The Committee shall establish procedures for:
(1) the receipt, retention and treatment of complaints received by the Corporation regarding accounting, internal accounting controls, or auditing matters; and
(2) the confidential, anonymous submission by employees of the Corporation of concerns regarding questionable accounting or auditing matters.
The Committee shall be responsible for monitoring the implementation of, and compliance with, the Corporation’s Global Anti-Bribery Policy.
The Committee shall periodically meet in camera alone, and meet separately with each of the external auditor and management, as the Committee deems appropriate.
(1) With respect to any Material Operating Subsidiary in the corporate ownership chain between the Corporation and any Direct Subsidiary, the Committee shall review the financial statements of that Material Operating Subsidiary.
(2) With respect to any Direct Subsidiary:
(a) the Committee shall rely on the review and approval of the financial statements of the Direct Subsidiary by the audit committee and the board of directors of the Direct Subsidiary, and on reports or opinions of the external auditor on those financial statements;
(b) the Committee shall receive a copy of the charter of the Direct Subsidiary’s audit committee, together with a memorandum summarizing its meeting processes and structure (“Process Memorandum”); and
(c) at each meeting of the Committee, the secretary of the Committee shall table a report from the secretary of the Direct Subsidiary’s audit committee confirming that the processes mandated by its charter and Process Memorandum have been followed.
(3) For these purposes:
(a) “Material Operating Subsidiary” means an operating subsidiary whose net income represents 10% or more of the net income of the Corporation; and
(b) “Direct Subsidiary” means the first Material Operating Subsidiary entity below the Corporation in a corporate ownership chain that has an audit committee which is comprised of a majority of independent directors.
The external auditor shall be entitled to receive notice of every meeting of the Committee and, at the expense of the Corporation, to attend and be heard at any meeting of the Committee.
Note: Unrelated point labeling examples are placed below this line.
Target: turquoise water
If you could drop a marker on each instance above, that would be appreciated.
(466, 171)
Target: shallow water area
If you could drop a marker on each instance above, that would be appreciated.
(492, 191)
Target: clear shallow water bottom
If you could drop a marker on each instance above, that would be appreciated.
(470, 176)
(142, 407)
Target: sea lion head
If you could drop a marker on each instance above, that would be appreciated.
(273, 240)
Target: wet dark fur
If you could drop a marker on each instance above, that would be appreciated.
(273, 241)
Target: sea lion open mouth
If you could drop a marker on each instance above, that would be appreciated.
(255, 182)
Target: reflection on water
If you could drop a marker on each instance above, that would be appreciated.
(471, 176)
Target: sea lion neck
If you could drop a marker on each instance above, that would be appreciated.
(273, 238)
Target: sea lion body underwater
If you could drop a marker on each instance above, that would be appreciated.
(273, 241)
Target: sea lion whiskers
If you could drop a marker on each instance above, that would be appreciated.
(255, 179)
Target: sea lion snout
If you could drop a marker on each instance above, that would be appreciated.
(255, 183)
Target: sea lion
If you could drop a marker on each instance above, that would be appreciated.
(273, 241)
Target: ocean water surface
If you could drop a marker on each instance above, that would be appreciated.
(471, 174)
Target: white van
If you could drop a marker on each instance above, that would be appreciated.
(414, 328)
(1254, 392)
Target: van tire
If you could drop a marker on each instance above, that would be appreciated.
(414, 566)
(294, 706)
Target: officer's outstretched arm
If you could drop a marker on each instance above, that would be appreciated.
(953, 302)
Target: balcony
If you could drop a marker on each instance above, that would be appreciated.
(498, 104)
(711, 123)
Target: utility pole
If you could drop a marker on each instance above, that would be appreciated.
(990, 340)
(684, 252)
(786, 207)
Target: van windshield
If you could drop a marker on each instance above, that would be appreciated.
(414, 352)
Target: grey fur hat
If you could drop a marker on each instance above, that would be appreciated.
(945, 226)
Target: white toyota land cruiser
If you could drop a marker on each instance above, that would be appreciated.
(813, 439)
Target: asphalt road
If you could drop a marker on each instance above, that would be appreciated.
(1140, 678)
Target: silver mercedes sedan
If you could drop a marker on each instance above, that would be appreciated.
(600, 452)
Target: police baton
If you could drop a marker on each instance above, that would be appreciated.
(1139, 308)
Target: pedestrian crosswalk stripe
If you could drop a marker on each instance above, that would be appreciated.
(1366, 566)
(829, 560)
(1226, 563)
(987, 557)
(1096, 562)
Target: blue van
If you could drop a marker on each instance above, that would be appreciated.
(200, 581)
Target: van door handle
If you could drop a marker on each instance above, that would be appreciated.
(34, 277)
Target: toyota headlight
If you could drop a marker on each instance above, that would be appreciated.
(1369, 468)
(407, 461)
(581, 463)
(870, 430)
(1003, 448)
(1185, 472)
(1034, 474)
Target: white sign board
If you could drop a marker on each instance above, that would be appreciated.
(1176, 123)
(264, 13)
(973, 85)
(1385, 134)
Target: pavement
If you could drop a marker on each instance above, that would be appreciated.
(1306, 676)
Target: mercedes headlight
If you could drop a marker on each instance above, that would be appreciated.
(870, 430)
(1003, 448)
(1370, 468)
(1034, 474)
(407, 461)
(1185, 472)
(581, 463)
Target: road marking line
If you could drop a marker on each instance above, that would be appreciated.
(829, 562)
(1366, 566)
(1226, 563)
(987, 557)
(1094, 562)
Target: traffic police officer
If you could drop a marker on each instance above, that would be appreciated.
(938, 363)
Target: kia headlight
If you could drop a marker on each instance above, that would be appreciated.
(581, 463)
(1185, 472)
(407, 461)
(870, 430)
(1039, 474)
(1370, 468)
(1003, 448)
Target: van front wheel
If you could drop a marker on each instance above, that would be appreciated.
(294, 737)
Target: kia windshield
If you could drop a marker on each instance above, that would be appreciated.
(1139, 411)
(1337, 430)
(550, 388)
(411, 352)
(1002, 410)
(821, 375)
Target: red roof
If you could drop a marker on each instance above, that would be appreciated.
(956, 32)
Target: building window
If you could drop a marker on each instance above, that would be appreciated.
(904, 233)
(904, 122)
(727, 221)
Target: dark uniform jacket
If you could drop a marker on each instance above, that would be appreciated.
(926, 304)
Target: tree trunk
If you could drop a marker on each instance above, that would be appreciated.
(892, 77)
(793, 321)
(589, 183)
If so requested by a member of the Committee, the external auditor shall attend every meeting of the Committee held during the term of office of the external auditor.
The Committee shall have access to any information, documents and records that are necessary in the performance of its duties and the discharge of its responsibilities under this Charter.
The Committee shall periodically review this Charter and recommend any changes to the Board as it may deem appropriate.
The Chair of the Committee shall report to the Board, at such times and in such manner, as the Board may from time to time require and shall promptly inform the Chair and Co-Chief Executive Officer of any significant issues raised during the performance of the functions as set out herein, by the external auditor or any Committee member, and shall provide the Chair and Co-Chief Executive Officer copies of any written reports or letters provided by the external auditor to the Committee.